Page des libraires, mars 2011, par Olivier Renault, Librairie L’Arbre à lettres (Paris 14e)
Être par l’autre
Premier livre traduit en France de Yannis Kiourtsakis, et premier volume de son autobiographie. Une magnifique découverte, une écriture lumineuse, intelligente, sensible.
Le Dicôlon est cette figure du théâtre populaire grec qui charrie en permanence sur son dos le corps de son frère mort. C’est aussi l’auteur portant en lui l’histoire de son frère Haris, qui s’est suicidé lorsqu’il avait 28 ans et l’auteur 20. Ce livre qu’il commence à écrire est celui qu’il a toujours voulu entreprendre et toujours différé.

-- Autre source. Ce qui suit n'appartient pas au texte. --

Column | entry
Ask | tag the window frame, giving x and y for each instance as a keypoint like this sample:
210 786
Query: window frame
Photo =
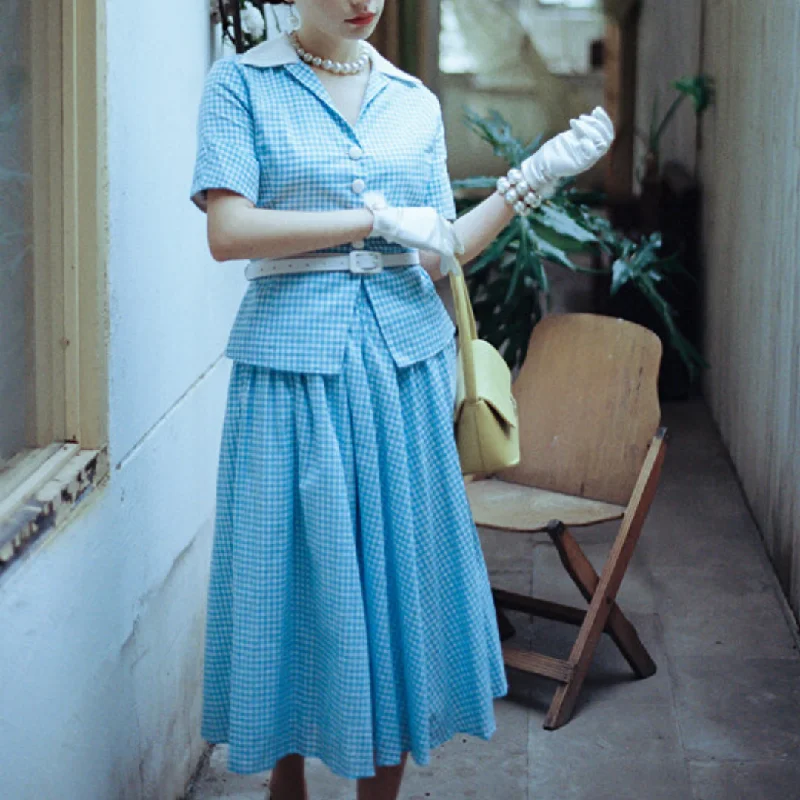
69 324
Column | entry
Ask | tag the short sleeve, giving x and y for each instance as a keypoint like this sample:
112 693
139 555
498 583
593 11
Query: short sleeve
439 192
226 153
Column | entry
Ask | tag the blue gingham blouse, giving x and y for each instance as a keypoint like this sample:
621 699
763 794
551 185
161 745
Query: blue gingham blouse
268 130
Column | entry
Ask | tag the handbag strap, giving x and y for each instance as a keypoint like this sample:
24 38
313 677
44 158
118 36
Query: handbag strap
467 332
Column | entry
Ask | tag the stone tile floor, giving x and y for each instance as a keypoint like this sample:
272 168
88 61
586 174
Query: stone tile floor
720 720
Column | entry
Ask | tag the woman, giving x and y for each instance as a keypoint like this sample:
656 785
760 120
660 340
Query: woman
349 611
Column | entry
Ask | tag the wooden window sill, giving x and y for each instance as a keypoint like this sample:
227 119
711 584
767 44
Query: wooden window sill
48 497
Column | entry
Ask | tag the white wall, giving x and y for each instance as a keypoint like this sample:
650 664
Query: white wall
101 665
750 164
747 160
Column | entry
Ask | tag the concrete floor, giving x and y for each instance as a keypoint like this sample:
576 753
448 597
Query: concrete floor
720 720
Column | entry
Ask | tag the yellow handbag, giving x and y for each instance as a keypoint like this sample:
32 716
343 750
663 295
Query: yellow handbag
485 416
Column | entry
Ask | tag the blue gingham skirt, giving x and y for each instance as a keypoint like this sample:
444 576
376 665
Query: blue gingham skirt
349 611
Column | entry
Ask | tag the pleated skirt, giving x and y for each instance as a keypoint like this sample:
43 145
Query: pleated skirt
349 613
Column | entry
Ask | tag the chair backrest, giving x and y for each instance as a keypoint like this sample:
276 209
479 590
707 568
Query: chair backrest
588 406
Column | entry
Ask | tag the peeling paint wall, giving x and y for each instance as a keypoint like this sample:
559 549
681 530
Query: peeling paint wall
747 157
101 642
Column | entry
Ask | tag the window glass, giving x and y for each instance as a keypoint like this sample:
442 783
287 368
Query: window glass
16 232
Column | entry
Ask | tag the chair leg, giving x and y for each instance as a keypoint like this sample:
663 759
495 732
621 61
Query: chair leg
504 625
608 585
618 627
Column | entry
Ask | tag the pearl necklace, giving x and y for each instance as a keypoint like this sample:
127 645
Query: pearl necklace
336 67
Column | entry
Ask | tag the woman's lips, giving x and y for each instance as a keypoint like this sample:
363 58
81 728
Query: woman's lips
364 19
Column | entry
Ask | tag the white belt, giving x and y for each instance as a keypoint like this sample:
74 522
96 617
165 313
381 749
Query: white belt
362 262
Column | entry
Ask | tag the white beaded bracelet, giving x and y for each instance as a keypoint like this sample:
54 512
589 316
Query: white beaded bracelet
517 193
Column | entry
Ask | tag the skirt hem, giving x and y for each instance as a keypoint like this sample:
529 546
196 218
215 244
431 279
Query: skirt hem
420 759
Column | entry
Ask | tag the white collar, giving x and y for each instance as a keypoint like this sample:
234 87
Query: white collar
279 51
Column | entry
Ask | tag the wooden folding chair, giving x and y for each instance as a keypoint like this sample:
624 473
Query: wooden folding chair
591 452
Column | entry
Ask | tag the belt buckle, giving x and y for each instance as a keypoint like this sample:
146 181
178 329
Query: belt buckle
366 262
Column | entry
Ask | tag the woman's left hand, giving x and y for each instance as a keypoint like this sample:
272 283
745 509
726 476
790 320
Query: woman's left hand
571 152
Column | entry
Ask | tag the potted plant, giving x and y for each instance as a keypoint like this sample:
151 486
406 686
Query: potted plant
509 282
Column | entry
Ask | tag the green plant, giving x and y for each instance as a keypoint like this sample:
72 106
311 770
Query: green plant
509 283
698 88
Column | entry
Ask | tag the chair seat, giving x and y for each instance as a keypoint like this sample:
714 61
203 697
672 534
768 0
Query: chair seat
513 507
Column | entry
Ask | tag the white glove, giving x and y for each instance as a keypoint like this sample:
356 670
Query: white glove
419 227
571 152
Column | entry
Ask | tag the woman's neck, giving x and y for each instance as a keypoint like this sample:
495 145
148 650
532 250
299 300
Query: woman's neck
332 47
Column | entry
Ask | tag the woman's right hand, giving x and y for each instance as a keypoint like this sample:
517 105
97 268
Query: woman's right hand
420 227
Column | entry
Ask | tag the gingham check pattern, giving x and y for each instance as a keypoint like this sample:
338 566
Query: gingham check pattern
350 616
349 610
273 135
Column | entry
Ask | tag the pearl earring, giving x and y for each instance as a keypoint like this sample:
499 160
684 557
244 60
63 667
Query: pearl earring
294 20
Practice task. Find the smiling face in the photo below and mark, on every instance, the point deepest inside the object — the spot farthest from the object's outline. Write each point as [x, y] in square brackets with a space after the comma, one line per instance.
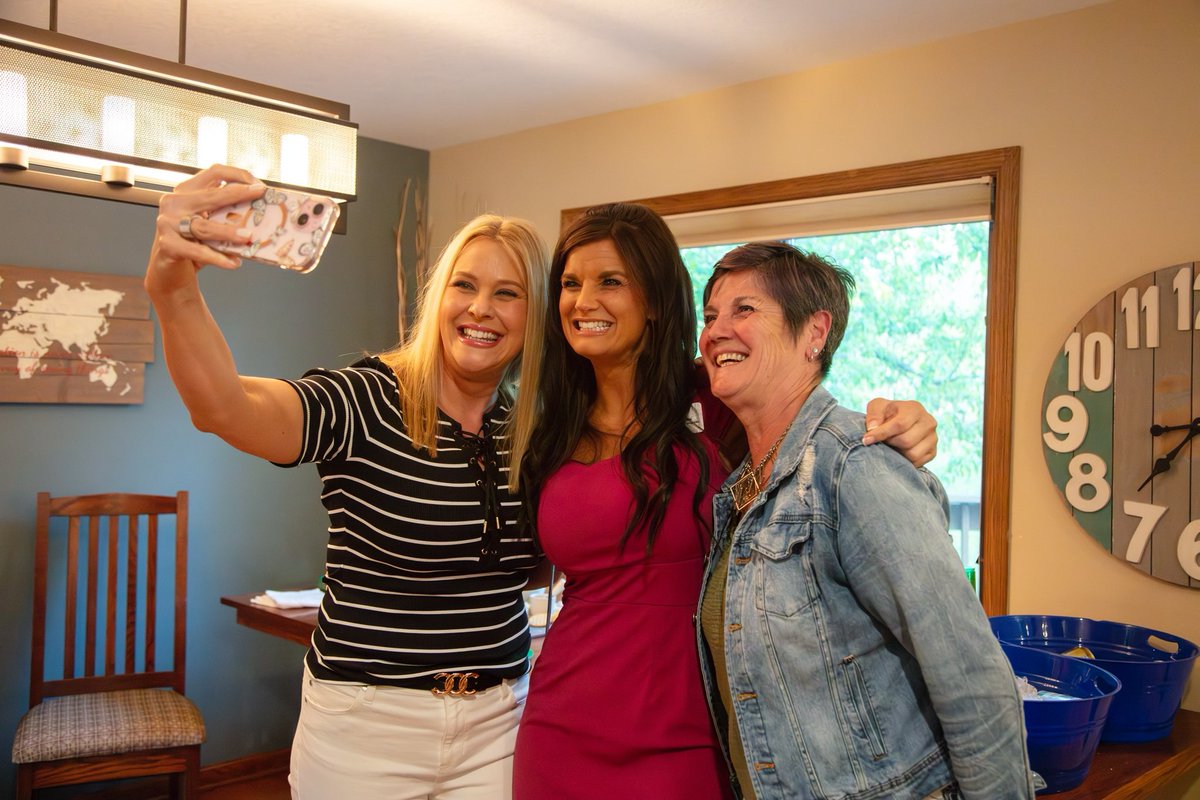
[753, 360]
[483, 313]
[601, 307]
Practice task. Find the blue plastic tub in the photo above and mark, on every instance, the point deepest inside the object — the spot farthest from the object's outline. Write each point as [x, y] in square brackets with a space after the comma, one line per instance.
[1062, 734]
[1152, 666]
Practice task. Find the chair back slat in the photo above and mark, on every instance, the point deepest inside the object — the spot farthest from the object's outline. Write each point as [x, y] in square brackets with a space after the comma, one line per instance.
[72, 584]
[131, 595]
[89, 659]
[151, 588]
[101, 581]
[180, 590]
[111, 599]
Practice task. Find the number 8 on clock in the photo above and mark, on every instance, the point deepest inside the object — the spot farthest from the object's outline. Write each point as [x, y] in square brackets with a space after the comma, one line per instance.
[1119, 414]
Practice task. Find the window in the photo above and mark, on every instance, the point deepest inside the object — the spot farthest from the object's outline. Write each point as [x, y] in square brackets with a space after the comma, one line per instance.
[1000, 168]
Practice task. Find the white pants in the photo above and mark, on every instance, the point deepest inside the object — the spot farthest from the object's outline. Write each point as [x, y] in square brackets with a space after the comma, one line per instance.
[377, 743]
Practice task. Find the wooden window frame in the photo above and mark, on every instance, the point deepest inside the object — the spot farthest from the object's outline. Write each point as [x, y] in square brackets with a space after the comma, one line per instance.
[1002, 166]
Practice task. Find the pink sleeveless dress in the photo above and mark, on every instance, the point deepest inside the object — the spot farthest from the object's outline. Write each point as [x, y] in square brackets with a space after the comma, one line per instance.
[616, 705]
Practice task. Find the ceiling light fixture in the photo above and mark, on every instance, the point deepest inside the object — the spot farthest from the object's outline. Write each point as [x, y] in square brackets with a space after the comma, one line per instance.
[83, 118]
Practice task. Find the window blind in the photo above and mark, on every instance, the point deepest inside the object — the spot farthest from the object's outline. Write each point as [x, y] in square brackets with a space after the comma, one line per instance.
[966, 200]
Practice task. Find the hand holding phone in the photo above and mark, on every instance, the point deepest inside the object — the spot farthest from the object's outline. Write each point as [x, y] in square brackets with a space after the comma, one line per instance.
[287, 228]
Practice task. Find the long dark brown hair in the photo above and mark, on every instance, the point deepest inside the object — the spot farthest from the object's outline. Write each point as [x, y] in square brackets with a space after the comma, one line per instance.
[665, 377]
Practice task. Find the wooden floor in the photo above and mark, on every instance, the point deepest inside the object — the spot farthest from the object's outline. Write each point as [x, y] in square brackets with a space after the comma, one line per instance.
[273, 787]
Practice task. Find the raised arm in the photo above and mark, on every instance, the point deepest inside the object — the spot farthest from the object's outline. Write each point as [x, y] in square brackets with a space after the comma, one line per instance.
[905, 426]
[258, 415]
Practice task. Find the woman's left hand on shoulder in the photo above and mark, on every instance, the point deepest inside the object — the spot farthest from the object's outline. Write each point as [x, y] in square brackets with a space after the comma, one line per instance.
[905, 426]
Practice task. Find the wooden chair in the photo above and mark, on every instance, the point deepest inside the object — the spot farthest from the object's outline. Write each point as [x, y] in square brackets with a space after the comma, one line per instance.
[112, 711]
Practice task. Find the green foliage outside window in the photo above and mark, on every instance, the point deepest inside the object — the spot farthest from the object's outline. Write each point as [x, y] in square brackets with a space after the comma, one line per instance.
[916, 330]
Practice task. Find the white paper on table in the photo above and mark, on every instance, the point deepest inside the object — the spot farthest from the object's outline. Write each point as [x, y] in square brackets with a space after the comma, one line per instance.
[304, 599]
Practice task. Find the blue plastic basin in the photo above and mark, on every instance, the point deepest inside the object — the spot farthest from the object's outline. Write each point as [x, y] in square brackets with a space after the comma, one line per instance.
[1152, 666]
[1062, 734]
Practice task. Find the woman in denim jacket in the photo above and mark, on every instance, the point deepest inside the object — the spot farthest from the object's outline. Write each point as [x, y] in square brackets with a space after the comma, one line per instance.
[847, 655]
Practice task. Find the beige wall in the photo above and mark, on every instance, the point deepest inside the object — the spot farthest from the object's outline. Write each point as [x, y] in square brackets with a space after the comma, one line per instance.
[1105, 104]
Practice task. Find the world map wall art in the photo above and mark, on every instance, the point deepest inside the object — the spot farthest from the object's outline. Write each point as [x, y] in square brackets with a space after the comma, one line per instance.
[72, 337]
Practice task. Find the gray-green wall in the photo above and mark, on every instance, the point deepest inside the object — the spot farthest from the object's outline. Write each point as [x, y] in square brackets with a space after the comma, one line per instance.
[253, 525]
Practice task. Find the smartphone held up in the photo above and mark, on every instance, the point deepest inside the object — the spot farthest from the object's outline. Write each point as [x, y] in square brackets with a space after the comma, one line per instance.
[287, 228]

Par strates temporelles et physiques, le livre s’échafaude. Pour dire l’histoire de Haris qu’il porte en lui, il doit se raconter, et pour se raconter, il doit raconter les autres. Car c’est l’une des grandes leçons de cette formidable autobiographie : on existe d’abord physiquement parce qu’il y a les autres, parents et ancêtres, leur semence qui devient soi. Ensuite, nous sommes façonnés par l’entourage et par l’Histoire qu’en retour nous façonnons si peu. Enfin, le « Je » ou le « moi » de l’époque n’est plus vraiment le même… tout en l’étant. « Je découvre ainsi une créature diverse et multiple, ondoyante, nuancée, contradictoire, sans cesse changeante, et finalement insaisissable », écrit-il sur son père. Paradoxe de l’identité, mythe du vaisseau Argo. Cette formidable et proustienne autobiographie est aussi l’histoire de la Grèce moderne, et peut-être de ce qui nous attend.